Políticamente, el desalojo de los tribunales de Apure subraya la crisis de gobernabilidad y la ineficiencia en la gestión pública que padece Venezuela. La negligencia en el mantenimiento de infraestructuras críticas no es solo un problema técnico, sino un reflejo de prioridades distorsionadas y una falta de rendición de cuentas. En un país donde los recursos públicos son limitados y su administración a menudo carece de transparencia, la inversión en mantenimiento preventivo es una de las primeras áreas en ser sacrificadas. Este enfoque reactivo, que espera a que el daño sea inminente para actuar, es irresponsable y costoso a largo plazo.

Además, el deterioro de las edificaciones públicas erosiona la confianza de los ciudadanos en sus instituciones. ¿Cómo puede la población confiar en la administración de justicia si la sede que la alberga no es segura? La imagen de un Estado incapaz de garantizar la integridad física de quienes trabajan y acuden a sus dependencias es demoledora. Este episodio en San Fernando de Apure no es solo un problema local; es un espejo de la desatención generalizada a la infraestructura en todo el país, que se ha agravado con años de desinversión, inflación y escasez de materiales.

La situación también plantea interrogantes sobre la capacidad de respuesta y la autonomía de las autoridades regionales. En un sistema fuertemente centralizado, las gobernaciones y alcaldías a menudo carecen de los recursos y la capacidad de decisión para abordar problemas estructurales de esta magnitud sin la intervención del gobierno central. Esto genera demoras y agrava las crisis locales, dejando a las comunidades en una situación de vulnerabilidad.

Hacia una Conclusión Urgente y Necesaria

El desalojo de la sede de los tribunales civiles en San Fernando de Apure es mucho más que una noticia local sobre un edificio dañado; es un llamado de atención urgente sobre la fragilidad de la infraestructura pública venezolana y las profundas implicaciones que esto tiene para la seguridad ciudadana, el acceso a la justicia y la gobernabilidad del país. No basta con un desalojo preventivo; se requiere una respuesta integral y transparente.

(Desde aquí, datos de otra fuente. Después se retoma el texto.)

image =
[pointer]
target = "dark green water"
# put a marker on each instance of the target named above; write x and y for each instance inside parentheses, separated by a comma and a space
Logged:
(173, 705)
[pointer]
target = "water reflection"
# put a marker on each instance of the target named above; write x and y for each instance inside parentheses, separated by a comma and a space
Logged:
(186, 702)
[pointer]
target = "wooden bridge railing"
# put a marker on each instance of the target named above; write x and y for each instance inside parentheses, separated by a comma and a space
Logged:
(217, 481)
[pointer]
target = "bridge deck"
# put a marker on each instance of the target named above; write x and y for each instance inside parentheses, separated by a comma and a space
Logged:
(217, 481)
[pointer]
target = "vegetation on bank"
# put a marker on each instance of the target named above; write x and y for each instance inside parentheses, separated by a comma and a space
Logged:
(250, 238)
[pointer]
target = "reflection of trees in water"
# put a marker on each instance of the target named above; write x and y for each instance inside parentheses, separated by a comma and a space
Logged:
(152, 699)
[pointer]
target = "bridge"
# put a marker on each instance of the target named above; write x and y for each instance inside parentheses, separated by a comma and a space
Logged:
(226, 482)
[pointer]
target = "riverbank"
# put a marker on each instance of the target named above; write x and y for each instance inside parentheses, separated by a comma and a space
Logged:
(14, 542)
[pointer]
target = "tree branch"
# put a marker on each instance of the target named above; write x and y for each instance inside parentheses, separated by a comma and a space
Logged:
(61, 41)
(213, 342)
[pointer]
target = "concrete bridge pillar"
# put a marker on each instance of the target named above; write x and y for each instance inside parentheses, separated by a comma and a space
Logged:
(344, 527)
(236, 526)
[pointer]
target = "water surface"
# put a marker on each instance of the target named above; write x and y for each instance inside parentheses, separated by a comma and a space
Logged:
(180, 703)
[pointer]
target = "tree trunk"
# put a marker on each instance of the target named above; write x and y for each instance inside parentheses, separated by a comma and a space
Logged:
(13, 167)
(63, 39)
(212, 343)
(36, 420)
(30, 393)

Es imperativo que las autoridades no solo realicen los estudios de ingeniería a profundidad y las reparaciones correspondientes, sino que también rindan cuentas sobre por qué se permitió que la situación llegara a este extremo. ¿Hubo informes previos ignorados? ¿Se asignaron recursos para el mantenimiento que no fueron ejecutados? La transparencia es fundamental para reconstruir la confianza y evitar que incidentes similares se repitan en el futuro.

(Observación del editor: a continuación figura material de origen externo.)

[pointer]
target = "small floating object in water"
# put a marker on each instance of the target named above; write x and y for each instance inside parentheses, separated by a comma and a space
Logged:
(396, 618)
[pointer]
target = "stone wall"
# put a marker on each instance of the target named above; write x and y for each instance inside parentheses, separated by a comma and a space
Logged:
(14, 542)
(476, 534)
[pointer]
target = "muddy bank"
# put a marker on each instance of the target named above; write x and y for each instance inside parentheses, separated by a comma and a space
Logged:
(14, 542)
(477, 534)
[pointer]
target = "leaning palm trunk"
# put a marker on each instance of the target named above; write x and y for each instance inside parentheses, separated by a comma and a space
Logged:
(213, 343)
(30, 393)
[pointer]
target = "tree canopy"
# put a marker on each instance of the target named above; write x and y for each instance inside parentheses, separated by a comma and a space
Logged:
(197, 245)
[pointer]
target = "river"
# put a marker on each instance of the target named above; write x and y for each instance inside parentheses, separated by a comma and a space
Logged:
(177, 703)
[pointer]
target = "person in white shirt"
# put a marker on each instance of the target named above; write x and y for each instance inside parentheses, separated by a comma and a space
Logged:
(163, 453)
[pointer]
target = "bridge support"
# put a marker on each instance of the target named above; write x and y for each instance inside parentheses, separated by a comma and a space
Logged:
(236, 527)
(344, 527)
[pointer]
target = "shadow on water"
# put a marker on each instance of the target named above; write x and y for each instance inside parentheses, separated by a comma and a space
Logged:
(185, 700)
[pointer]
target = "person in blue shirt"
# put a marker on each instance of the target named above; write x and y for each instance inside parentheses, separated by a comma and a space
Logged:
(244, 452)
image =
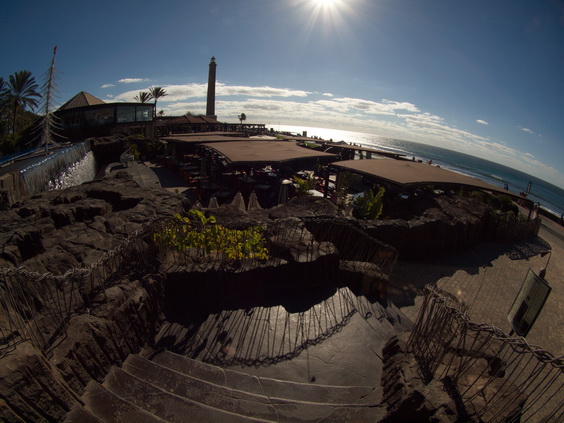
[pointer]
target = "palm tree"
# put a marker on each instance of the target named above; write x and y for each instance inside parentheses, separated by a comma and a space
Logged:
(21, 91)
(143, 97)
(156, 93)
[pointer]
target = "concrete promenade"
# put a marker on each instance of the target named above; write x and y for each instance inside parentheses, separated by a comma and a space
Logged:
(487, 278)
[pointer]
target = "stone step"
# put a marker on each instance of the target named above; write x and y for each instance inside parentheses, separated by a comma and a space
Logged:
(177, 401)
(79, 415)
(237, 399)
(272, 388)
(108, 407)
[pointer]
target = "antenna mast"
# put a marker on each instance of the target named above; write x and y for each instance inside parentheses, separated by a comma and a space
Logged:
(49, 121)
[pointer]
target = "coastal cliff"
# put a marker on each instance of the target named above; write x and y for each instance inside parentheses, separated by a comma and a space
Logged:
(56, 231)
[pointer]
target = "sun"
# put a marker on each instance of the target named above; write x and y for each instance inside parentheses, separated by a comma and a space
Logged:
(326, 3)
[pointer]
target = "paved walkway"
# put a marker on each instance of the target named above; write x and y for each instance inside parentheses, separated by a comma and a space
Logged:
(487, 278)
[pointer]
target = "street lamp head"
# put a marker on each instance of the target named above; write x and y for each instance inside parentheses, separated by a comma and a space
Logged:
(542, 273)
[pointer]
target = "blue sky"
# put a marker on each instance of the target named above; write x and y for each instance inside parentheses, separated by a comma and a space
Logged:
(482, 77)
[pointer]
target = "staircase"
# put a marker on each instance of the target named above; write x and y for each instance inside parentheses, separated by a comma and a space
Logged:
(173, 388)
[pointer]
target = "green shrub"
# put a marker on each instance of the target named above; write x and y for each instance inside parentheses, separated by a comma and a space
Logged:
(202, 233)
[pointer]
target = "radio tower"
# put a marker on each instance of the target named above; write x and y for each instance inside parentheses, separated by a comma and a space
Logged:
(49, 123)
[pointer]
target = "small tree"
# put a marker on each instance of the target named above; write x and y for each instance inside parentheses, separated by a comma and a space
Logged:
(156, 93)
(143, 97)
(21, 92)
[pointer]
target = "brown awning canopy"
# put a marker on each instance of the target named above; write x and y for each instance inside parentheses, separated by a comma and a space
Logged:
(265, 151)
(203, 138)
(410, 173)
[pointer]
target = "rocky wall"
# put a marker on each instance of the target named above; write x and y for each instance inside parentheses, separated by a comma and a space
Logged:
(39, 388)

Más allá del caso específico de Apure, este evento debe servir como catalizador para una revisión exhaustiva de todas las edificaciones públicas en zonas sísmicas del país. Es hora de implementar planes de mantenimiento preventivo rigurosos, invertir en la modernización de la infraestructura y garantizar que los estándares de construcción antisísmica se cumplan a cabalidad. La vida de los ciudadanos no puede estar en riesgo por la negligencia o la falta de recursos.

Desde Libertad VZLA, reiteramos nuestro compromiso con la verdad y la exigencia de un Estado responsable. La justicia, la seguridad y el bienestar de los venezolanos son derechos inalienables que no pueden ser comprometidos por la desidia administrativa. El caso de San Fernando de Apure es una muestra más de que la reconstrucción del país pasa no solo por lo económico y lo político, sino también por garantizar la solidez de sus pilares más básicos, empezando por la integridad de sus edificaciones y la eficacia de sus instituciones. La pelota está en el tejado de las autoridades: es hora de actuar con la seriedad y la urgencia que la situación amerita.